About

Who I am

My name is Siavash, also known as MohammadReza. I was born in Shiraz, a city rich in Persian culture and history, located in Iran.

I currently serve as a postdoctoral research associate at the University of Edinburgh. I obtained my PhD in Computer Science from the University of Edinburgh, under the guidance of Prof. Boris Grot. Prior to this, I achieved my M.Sc. in Software Engineering from the Department of Computer Science and Engineering (CSE) at Shiraz University, and my B.Sc. in Software Engineering from the same university.

What I do

My current research is centered around distributed systems, replication protocols, and performance predictability in datacenter networks. In the past, I contributed to compelling projects involving RISC-V on FPGA and systems in the context of high-performance computing. For more details, please refer to my brief CV here.

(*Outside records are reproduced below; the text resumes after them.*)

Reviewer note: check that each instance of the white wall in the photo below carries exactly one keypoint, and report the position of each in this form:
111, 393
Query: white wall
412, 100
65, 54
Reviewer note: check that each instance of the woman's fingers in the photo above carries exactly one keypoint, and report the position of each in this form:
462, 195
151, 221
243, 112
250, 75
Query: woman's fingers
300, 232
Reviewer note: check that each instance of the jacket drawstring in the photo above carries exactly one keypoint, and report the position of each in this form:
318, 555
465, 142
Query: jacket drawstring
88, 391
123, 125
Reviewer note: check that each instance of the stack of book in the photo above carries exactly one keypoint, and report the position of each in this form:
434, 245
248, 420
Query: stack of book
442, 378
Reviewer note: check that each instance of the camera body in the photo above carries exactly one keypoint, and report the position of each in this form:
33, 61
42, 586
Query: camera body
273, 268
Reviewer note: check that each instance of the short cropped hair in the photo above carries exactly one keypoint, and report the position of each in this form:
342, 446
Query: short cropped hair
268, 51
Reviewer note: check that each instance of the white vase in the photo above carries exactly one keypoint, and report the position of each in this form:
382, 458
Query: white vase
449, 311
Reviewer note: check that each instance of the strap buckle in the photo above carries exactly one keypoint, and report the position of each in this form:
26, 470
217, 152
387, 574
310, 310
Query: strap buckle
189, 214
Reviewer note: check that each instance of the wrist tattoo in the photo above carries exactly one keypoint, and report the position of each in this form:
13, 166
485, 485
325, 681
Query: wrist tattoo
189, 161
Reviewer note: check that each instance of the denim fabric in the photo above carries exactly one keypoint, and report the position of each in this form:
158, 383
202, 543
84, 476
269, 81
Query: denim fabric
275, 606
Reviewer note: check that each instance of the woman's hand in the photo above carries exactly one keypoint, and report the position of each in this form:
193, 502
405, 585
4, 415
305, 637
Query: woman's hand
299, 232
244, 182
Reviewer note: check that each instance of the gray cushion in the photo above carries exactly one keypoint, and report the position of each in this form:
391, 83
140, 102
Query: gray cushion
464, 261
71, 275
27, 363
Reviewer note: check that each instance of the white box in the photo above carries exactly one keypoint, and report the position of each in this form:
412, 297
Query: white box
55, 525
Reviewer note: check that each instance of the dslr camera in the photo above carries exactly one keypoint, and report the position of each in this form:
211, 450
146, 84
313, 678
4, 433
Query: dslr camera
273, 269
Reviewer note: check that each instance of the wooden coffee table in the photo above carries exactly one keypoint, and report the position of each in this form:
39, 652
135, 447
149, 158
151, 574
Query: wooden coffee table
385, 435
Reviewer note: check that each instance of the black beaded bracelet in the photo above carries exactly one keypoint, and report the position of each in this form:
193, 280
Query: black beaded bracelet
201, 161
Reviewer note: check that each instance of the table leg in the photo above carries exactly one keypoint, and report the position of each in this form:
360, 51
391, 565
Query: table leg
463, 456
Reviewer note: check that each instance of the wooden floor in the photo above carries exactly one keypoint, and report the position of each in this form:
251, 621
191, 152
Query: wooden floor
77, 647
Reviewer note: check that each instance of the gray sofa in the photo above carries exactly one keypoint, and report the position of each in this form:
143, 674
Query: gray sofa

During my free time, I indulge in my hobbies, which include photography, playing chess, reading manga, and watching anime!

News

Apr 2025: I will give a talk on Reliable Replication Protocols on SmartNICs at Huawei Workshop. 🎤
Mar 2025: I will give a talk on Reliable Replication Protocols on SmartNICs at PaPoC'25. 🎤
Oct 2024: I will give a talk on Hardware-Accelerated Reliable Replication Protocols at Huawei Workshop. 🎤
Jul 2024: I will be serving on the Artifact Evaluation Committee for EuroSys’25. 📝
Feb 2024: Started working as a Postdoctoral Research Associate at the University of Edinburgh!
Jul 2023: I joined Huawei Technologies Research & Development as a CPU architect!
May 2023: I passed my PhD viva! New chapter begins! 🎓
May 2023: I will be serving as the Web Co-Chair in HPCA’24.
May 2023: I will be serving on the Artifact Evaluation Committee for HPCA’24. 📝
Mar 2023: Saba has been accepted to EuroSys’23.
Jan 2022: I will be serving as the Submission Co-Chair in MICRO’22.
Jan 2021: Hermes has been selected as an IEEE Micro Top Pick Honorable Mention!
Jul 2020: Bankrupt Covert Channel has been accepted to WOOT’20, co-located with USENIX Sec’20.
Feb 2020: Smart Priority Assignment in Datacenter Networks accepted at Yarch’20 workshop.
Jan 2020: RPerf has been accepted to ISPASS’20.
Nov 2019: Hermes has been accepted to ASPLOS’20.
Jul 2019: I attended the ACACES’19 summer school. What an enjoyable week that was!
Dec 2017: Our collaboration with Microsoft Research has begun.
Nov 2017: My PhD at the University of Edinburgh has begun!
Jul 2017: My MSc is finished and I graduated with Highest Distinction! 🎓
Apr 2017: We took 5th place in Soccer Simulation 2D at IranOpen 2017, Tehran.
Mar 2017: We took 1st place in Shiraz Startup Weekend (SWShiraz). Let the feast begin! ✨
Sep 2016: I’m back from my internship at EPFL. My Master thesis is joint with PARSA Lab.
Jul 2016: My internship at EPFL has begun. They are awesome! ✨
Jul 2016: We took 6th place in Soccer Simulation 2D at Robocup 2016, Leipzig.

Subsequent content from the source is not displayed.